Not a good overall situation, but I mean, they are getting paid a lot (usually). So that’s a thing.
This article gives three basic suggestions for what leaders can do to build themselves up and encourage trust:
- Get emotional
- Be whimsical
- Express doubt
I’ve written about all this kind of stuff probably close to 300 times by now, but I couldn’t agree more. For me it comes down to some basic ideas:
- Show some respect for your people.
- Don’t just repeatedly say you’re a transparent culture. Actually be a transparent culture.
- Talk about failure more at work.
Here’s what I’ve been thinking more and more in the past couple of years, right? We try to draw this strict line between “how we are with family” and “how we are at work,” but that line doesn’t actually really work that well. We’re still human beings, right? In a relationship — and work is basically just a complex series of relationships anyway — we want certain things, and we don’t necessarily want a different subset of things just because we’re in an office. (I’m not talking about how we behave, which might be different, i.e. “professionalism.”)

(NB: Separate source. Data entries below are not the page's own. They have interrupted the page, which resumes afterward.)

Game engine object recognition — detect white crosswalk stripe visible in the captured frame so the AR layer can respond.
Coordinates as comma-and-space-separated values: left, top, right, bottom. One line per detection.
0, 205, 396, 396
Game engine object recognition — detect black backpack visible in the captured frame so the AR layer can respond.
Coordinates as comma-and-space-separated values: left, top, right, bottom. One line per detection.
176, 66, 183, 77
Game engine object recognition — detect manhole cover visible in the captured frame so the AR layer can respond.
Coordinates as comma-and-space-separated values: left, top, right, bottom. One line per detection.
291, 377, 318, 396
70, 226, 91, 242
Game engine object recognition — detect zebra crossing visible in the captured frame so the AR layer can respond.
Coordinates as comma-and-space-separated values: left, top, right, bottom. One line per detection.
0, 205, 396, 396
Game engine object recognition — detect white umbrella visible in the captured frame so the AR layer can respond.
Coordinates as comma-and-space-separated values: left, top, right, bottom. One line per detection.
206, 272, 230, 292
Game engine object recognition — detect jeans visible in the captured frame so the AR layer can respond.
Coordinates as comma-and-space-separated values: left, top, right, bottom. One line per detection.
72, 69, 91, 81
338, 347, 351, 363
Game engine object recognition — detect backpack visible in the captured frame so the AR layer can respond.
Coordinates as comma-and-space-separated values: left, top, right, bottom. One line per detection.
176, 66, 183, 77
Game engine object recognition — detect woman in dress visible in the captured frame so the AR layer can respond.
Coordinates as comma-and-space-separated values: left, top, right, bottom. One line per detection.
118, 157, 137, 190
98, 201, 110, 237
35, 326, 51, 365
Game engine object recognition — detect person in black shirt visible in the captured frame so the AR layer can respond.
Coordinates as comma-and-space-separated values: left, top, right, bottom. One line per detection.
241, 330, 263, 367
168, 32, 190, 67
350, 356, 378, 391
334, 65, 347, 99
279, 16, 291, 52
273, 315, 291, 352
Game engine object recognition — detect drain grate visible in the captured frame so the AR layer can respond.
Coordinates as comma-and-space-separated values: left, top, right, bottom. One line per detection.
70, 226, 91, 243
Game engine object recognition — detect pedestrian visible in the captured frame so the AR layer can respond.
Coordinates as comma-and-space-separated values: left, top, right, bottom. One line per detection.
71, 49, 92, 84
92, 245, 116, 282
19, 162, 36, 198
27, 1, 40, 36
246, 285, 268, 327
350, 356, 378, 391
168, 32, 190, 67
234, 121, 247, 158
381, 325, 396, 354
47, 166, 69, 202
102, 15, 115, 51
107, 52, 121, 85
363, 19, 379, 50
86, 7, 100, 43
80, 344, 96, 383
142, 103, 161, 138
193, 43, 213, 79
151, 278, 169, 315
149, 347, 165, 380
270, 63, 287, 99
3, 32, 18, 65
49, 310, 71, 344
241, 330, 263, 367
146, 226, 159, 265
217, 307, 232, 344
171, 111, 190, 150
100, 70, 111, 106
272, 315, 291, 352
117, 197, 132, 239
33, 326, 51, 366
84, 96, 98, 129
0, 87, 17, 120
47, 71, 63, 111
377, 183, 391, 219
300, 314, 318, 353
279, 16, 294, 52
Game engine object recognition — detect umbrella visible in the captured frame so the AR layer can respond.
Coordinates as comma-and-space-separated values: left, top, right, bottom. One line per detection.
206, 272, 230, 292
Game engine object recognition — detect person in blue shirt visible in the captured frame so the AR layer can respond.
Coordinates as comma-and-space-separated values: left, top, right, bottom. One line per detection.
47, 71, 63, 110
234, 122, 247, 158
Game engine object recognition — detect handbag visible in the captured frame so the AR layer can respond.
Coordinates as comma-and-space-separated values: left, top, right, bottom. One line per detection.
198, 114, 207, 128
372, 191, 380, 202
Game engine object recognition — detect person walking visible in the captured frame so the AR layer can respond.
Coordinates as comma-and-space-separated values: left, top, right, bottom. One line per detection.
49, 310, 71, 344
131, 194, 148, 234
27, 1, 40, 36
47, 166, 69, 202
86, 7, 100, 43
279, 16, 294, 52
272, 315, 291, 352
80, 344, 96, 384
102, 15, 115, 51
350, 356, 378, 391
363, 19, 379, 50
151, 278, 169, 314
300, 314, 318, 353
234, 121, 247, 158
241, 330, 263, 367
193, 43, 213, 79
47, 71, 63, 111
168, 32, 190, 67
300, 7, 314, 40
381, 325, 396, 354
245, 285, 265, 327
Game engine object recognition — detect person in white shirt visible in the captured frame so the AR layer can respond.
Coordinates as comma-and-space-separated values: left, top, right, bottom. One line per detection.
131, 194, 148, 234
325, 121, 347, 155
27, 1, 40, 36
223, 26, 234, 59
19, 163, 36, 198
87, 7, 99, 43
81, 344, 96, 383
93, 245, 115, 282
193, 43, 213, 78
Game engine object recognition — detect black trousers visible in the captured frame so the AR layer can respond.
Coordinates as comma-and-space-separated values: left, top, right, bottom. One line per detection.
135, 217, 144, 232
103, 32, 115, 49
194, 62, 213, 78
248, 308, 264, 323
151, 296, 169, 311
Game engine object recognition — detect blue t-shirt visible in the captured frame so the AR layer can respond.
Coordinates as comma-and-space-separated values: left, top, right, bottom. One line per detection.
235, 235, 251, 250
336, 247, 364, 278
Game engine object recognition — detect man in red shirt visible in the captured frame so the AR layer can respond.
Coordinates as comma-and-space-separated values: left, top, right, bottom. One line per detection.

So we have this dividing line between “this is work” and “this is life/family,” but we’re still human beings in both situations. So why does the line need to be so stark?
For example, as this marriage research shows, small moments of attachment and intimacy are crucial to sustaining healthy relationships. Essentially, true moments of connection meet your need as a human being. It doesn’t matter if it’s work or family. Honestly. I’m sure most people read studies like this and are like, “Intimacy?!?!? That has no place in the workplace!!!!” Right. Thing is, intimacy doesn’t mean “sex.” They’re actually very different terms. Two men can be intimate. A boss and an employee can be intimate. It’s just a touchpoint of connection.
I guess my broader point here is this: we often think about being “managers” or “leaders” in very deliverable-focused terms, and that makes sense. I’m sure most people who are managers get to work and feel they’re already 14 items behind, with five meetings scheduled for the bulk of the morning. (I don’t feel that way, but I’m someone who has the time to blog at work.) So with deliverables piled to the ceiling, who has time for this soft and fluffy stuff like “being vulnerable?” That’s No. 29 on the list, and the list stops at No. 6 every day, give or take. I understand that.
But if we started thinking of leadership or management as less about heroism or being instrumental and more about a mix of “hitting targets” and “coaching people,” maybe we’d be a little bit better off in terms of how we think about work.